Ich hatte verschlafen, da ich mir gestern keinen Wecker gestellt hatte, und so musste ich mit leerem Magen zum Unterricht gehen- und das mit einem überaus schlecht gelaunten James Potter.
Eben genannter hatte nämlich ebenso verschlafen, und würde vielleicht immer noch im Bett liegen, hätte ich ihn nicht rauskatapultiert. Dabei hatte ich sein Passwort für die Tür nur allzu leicht erraten – „Quidditch".

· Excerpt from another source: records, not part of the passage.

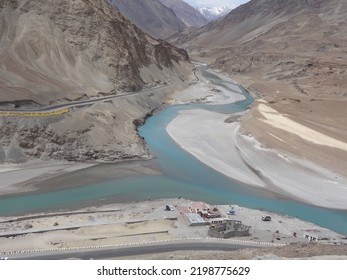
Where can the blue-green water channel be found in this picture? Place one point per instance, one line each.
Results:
(181, 175)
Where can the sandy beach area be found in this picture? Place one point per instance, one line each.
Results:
(228, 147)
(220, 145)
(16, 178)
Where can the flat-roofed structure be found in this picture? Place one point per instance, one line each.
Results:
(195, 220)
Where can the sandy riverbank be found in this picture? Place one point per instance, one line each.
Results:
(218, 144)
(17, 178)
(230, 149)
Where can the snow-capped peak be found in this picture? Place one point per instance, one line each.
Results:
(212, 13)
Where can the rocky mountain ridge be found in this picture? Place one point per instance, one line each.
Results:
(186, 13)
(59, 51)
(294, 41)
(65, 50)
(151, 16)
(213, 13)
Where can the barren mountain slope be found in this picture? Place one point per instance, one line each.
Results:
(57, 51)
(292, 54)
(186, 13)
(52, 50)
(151, 16)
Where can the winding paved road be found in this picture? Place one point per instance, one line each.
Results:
(125, 251)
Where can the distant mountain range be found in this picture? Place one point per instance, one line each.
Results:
(47, 54)
(212, 13)
(282, 39)
(186, 13)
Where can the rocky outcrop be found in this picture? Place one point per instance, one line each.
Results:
(186, 13)
(151, 16)
(64, 50)
(301, 42)
(60, 51)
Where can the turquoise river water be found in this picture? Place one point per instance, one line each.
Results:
(181, 175)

Ich hatte keine zwei Versuche gebraucht.
Ob er es inzwischen geändert hatte, wusste ich nicht, doch ich war mir sicher, dass ich mein Passwort mindestens einmal im Monat ändern würde – auch wenn die Chancen ziemlich gering standen, dass James jemals auf die Idee kommen würde, sich vor meine Zimmertür zu stellen und „geriebene Affodillwurzel" zu sagen.
Na ja – im Großen und Ganzen war er momentan sowieso der letzte Mensch, der freiwillig in meine Nähe kommen wollte. Das wiederum machte mir schlechte Laune.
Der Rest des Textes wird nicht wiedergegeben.